Our world, our lives, at many times, involves stress and struggle. It is one of those things that actually creates growth and innovation. Tai chi has a great deal to teach us regarding stress and struggle. While we are programmed for fight or flight, there is an alternative.
There is stress, and then there is STRESS!!!!! And depending on our conditioning, this is either a good thing or a bad thing. We all know of that individual (perhaps you?) that actually finds the challenge of overcoming stress to be enjoyable. There are those of us who want nothing more than to avoid it. It’s too uncomfortable. We avoid it to the extent that when we can’t, we have stress on top of stress. I often see stress as “good” stress or “bad” stress. One motivates, the other defeats! That boundary, the shift from good to bad varies with each individual.
Learning tai chi for most beginners is a challenge. We are asked to be very specific in what we are doing with the hands and feet and pelvis and torso and head and the “center” (tan t’ien). The effort to be correct is anything but relaxing, yet we are encouraged to be correct, and then relax. Or more perplexing, relax and this will correct you. Of course both are true, but underneath all of this is a stressful situation. It is inherent in the learning process. In this way, tai chi replicates life.

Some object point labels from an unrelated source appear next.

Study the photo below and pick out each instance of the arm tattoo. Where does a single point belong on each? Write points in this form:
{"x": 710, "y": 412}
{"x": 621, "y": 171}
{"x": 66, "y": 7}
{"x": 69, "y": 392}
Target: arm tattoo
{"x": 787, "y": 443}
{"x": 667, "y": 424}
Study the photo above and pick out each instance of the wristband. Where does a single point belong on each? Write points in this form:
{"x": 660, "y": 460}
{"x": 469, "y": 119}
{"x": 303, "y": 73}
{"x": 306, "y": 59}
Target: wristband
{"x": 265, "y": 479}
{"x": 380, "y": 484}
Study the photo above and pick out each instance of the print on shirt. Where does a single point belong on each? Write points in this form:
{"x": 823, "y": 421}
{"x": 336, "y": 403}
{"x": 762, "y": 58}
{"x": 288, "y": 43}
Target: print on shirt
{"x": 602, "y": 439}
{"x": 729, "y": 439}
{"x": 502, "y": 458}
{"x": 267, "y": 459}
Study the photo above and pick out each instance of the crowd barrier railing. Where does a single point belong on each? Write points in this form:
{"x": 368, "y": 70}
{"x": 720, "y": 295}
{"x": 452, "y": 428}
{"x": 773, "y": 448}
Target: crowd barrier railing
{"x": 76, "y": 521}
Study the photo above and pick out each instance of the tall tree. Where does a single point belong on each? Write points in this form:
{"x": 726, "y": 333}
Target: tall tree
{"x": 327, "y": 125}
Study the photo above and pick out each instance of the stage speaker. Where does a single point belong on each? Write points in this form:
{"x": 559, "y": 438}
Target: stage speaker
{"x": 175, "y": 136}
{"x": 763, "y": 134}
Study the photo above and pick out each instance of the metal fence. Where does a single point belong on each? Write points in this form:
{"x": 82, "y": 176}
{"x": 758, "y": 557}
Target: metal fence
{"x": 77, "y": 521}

I recall my own beginning. I was sort of good at putting the hands and feet in the right place. Then my teacher noted, “You work very hard…. TOO hard!” Man, you can’t win! I thought. But that is the teaching of tai chi – there are layers and looking correct is not necessarily correct. To be in the right shape, but not hold the shape, to relax the shape, to allow the shape to emerge from the movement, from the ground, from the air, from the center – all of this is going on. We tend to put ourselves in a vise, to squeeze ourselves into what we think is correct.

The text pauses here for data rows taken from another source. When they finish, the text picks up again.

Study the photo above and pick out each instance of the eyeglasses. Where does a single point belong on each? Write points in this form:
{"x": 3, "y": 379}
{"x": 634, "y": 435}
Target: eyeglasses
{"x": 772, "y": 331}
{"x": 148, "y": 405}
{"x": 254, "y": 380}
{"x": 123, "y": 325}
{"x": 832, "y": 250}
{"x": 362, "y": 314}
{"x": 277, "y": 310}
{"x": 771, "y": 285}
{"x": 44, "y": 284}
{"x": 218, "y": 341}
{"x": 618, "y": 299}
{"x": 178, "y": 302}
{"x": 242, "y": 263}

So to begin tai chi is to volunteer to work with something that looks easy, but in fact is not. This is dealing with stress in a good way, a playful way. Beginners need to pick at it bit by bit and enjoy the small victories until the day when it finally falls, more or less, into place. It is a pleasurable process. This is one reason that we learn it so slowly. We can’t be overwhelmed by the process in order to learn. We deal with enough stress to learn, but we do this slowly so that eventually there is some ease and relaxation too. Sometimes you just have to hang in there with the discomfort before grace falls from above.
My teacher, Maggie Newman, is always looking for a way to make it more comfortable. That may seem trivial, but in fact it is essential. Consider what Laurence Gonzales in Deep Survival, Who Lives, Who Dies, and Why has to say about children aged 6 and under. This group has one of the highest survival rates when caught in a disastrous situation, better than experienced hunters, physically fit hikers, former members of the military or skilled sailors. One aspect is that they try to make themselves comfortable, and staying comfortable helps keep them alive.

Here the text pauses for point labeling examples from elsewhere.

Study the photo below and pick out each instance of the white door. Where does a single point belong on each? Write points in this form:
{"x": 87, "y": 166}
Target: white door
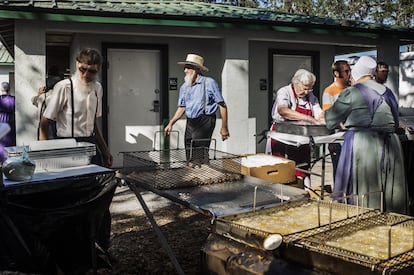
{"x": 133, "y": 92}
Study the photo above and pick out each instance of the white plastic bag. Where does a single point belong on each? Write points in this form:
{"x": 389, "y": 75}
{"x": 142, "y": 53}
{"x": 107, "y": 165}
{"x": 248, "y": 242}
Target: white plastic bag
{"x": 19, "y": 168}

It is hard to say what will create real relaxation and comfort – each of us responds to something different, though each of us must maintain some level of effort to continue on. For some, this can take quite a while. This can feel like a struggle. Yet, stay with it long enough and it will happen. I have never seen anyone not make progress in their work on tai chi.
But wait! It gets worse! Now you have to be all of that, and let someone attack you. A new stress and a very complicated struggle. How on earth can relaxation lead to a martial art? Put two bodies together – any two bodies – and you have a struggle. In fact you have two layers of struggle: the first is within your own body, which now refuses to maintain all the hard won relaxation (mysteriously vanished!) and the second struggle is between two bodies as you try to deal with your partner’s attack.
Here, again, the wonder of tai chi gives you a new challenge. I often work with advanced form students who think that because they have skill in the form that this will automatically translate into good push-hands. They don’t realize that they have to take what skill they have and add to it. The only way to add to it is to practice push-hands with a partner. Because push-hands is complex, this requires great attention and time. The more you practice, the more you learn and the more interesting it becomes. But at first, it is usually a mystery (and a frustrating one at that!)
Of course, you have been practicing some of these skills while learning the form, but this context is very different. Now you have to adjust to an outside force that is moving at you. What are these new skills? Fundamentally, you need to stick and follow the direction of your partner. You have to play THEIR tune, and this requires listening with your physical body. You intentionally create harmony. You become as easy to move as a helium balloon, but as grounded as the Empire State Building. Stick, follow, listen… stick, follow, listen. AND keep connecting them into your feet. Make the two of you one big ball. You are only half of the equation at this point, no longer the whole ball that you were when doing the form. Don’t disturb their pathway. Again, find a way to make this comfortable. This becomes YOUR responsibility. If a pressure presents itself, be sure it connects to your rooted foot. These are rather new skills that you add to your relaxed, structurally sound, whole body movement from the form. One teacher told a push hands class to NOT STRUGGLE. Give up struggling. How? That is part of the struggle, discovering how to give up struggling. Again, there is intentionality at play here, and new skills to be learned.
So in a special way, tai chi replicates stress and struggle in life, but simultaneously offers you solutions to that very stress and struggle. Tai chi is about solving that problem. What a wonderful problem to solve!